AT&T-iPad security breach may be worse ...

Researchers looking in to the security of GSM phone networks are proposing that the recent breach, which saw tens of thousands of e-mail addresses & ICC-IDs inadvertently disclosed by AT&T, could have far more significant implications than a small bit of additional spam: attackers can use the information to learn the names & phone numbers of the leaked users, & may even track their position.

The issue is that ICC-IDs—unique serial numbers that identify each SIM card—can often be converted in to IMSIs. While the ICC-ID is nonsecret—it’s often found printed on the boxes of cellphone/SIM bundles—the IMSI is secret. In theory, knowing an ICC-ID shouldn’t be to decide an IMSI. The phone companies do require to know which IMSI corresponds to which ICC-ID, but this ought to be completed by looking up the values in a giant database.

In practice, however, plenty of phone companies basically calculate the IMSI from the ICC-ID. This calculation is often simple indeed, being small more complex than “combine this hard-coded value with the last nine digits of the ICC-ID.” So while the leakage of AT&T’s customers’ ICC-IDs ought to be harmless, in practice, it could reveal a secret ID.

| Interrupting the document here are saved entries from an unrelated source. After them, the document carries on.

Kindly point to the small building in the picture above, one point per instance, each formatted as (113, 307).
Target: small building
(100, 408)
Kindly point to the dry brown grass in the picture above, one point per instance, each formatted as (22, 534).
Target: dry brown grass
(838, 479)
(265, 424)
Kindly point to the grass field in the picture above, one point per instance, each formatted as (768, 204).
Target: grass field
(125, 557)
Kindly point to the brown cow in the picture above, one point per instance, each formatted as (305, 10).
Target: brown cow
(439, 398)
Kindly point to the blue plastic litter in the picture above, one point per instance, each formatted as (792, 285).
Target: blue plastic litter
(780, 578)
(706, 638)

What can be completed with that secret ID? a lot, it turns out. The IMSI is sent by the phone to the network when first signing on to the network; it’s used by the network to figure out which call ought to be routed where. With anyone else’s IMSI, an attacker can decide the person’s name & phone number, & even track his or her position. It also opens the door to active attacks—creating fake cell towers that a victim’s phone will connect to, enabling every call & text message to be eavesdropped.